Collect Information About Process Interruption

The information can be collected both manually and automatically.
  • Manual collection: Host and device log files are collected. Only the minimum set of information is collected.
  • Automatic collection: On the host service, use the asys tool to collect all fault-related information, including the installation version information, device health status information, dump files, operator compilation information, and full log files.

    Note: The application scenarios of the asys tool are limited. The asys tool cannot be used to collect fault information in one-click mode in cluster, container, virtual machines, and cloud scenarios.

Manual Collection Method

To collect application logs on the host and system logs on the device, perform the following steps:
  1. Plan a directory for storing log files on the host server, for example, ${HOME}/err_log_info/.
  2. The default path of application log files on the host is ${HOME}/ascend/log on the host server. Copy the log files to the err_log_info directory:
    mv ${HOME}/ascend/log ${HOME}/err_log_info/ 
  3. System logs (including slog logs, syslog logs, black box and etc.) on the device are exported to the host using the msnpureport tool.
    #Directory for storing Device logs in ${HOME}/err_log_info
    cd ${HOME}/err_log_info
    mkdir report
    
    # Run the msnpureport command in the report directory
    cd resport
    Driver_installation_directory/driver/tools/msnpureport -f

For details about log levels, log paths, and log files, see Log Reference.

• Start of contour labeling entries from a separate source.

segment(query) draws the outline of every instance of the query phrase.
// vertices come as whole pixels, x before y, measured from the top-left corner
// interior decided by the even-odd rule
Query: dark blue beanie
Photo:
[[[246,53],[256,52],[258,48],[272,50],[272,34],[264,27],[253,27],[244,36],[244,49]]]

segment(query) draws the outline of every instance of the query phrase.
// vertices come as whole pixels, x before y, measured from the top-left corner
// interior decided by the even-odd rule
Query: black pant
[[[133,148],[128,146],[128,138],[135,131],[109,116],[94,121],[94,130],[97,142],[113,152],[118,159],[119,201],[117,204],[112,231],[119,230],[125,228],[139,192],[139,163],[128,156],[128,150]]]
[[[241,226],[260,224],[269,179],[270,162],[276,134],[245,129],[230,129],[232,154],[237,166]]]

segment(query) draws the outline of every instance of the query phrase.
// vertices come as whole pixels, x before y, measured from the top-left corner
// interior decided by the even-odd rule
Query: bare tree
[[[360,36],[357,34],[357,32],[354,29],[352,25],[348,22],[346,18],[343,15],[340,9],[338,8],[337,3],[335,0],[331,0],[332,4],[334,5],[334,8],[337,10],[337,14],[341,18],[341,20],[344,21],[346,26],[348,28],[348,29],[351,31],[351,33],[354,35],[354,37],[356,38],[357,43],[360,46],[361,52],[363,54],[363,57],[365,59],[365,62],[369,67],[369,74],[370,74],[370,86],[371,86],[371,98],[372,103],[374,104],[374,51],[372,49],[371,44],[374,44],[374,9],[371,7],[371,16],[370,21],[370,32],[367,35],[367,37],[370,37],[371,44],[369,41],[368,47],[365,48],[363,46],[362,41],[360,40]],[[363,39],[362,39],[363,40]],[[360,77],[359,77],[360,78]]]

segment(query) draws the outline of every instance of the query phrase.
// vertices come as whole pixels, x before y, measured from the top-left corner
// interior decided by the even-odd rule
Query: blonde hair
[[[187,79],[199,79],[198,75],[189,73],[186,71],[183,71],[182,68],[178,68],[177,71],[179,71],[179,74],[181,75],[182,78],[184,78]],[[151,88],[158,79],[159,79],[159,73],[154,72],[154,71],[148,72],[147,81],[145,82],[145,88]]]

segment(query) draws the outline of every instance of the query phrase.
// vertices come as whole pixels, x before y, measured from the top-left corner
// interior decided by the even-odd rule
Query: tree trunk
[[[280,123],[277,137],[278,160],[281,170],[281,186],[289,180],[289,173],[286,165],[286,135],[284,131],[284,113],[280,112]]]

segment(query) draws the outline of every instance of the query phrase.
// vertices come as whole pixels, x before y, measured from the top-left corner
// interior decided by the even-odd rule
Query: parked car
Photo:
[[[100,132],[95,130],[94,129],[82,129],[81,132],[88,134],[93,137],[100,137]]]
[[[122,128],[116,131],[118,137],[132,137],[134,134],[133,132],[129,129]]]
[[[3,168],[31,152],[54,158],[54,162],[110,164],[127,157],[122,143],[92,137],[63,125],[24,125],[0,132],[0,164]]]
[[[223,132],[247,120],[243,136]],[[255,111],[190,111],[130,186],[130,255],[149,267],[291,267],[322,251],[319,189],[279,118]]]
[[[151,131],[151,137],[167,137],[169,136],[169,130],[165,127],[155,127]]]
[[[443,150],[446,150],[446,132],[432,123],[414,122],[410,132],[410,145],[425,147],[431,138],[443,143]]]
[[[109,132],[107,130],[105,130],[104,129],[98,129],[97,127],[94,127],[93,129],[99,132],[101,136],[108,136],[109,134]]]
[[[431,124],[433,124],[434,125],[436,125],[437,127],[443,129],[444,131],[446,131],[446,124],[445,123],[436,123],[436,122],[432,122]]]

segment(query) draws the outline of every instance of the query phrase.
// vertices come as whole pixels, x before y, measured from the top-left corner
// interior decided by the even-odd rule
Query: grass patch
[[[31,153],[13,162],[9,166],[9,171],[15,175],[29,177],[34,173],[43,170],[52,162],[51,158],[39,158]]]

In addition, when locating problems, technical support may need onsite service information and user operation logs. Onsite service information indicates whether the onsite service is a single operator, model inference, or model training service. If the onsite service is a training service, the onsite service information contains scale of the training cluster and etc. User operation logs record user operations on the host server. Based on this part, technical support can learn about the basic onsite information and check whether the process is manually interrupted.

Automatic Collection

For details about the restrictions on using the asys tool, see Functions and Restrictions of the asys Tool. Before using the asys tool, install and configure it. For details, see the prerequisites in asys Tool Usage Guide (EP Mode).

The following is an example of the asys tool command. Run the asys collect command to collect fault information.

asys collect [--output="path"]

output indicates the directory for saving collected information. For details about the parameters and restrictions, see Fault Information Collection.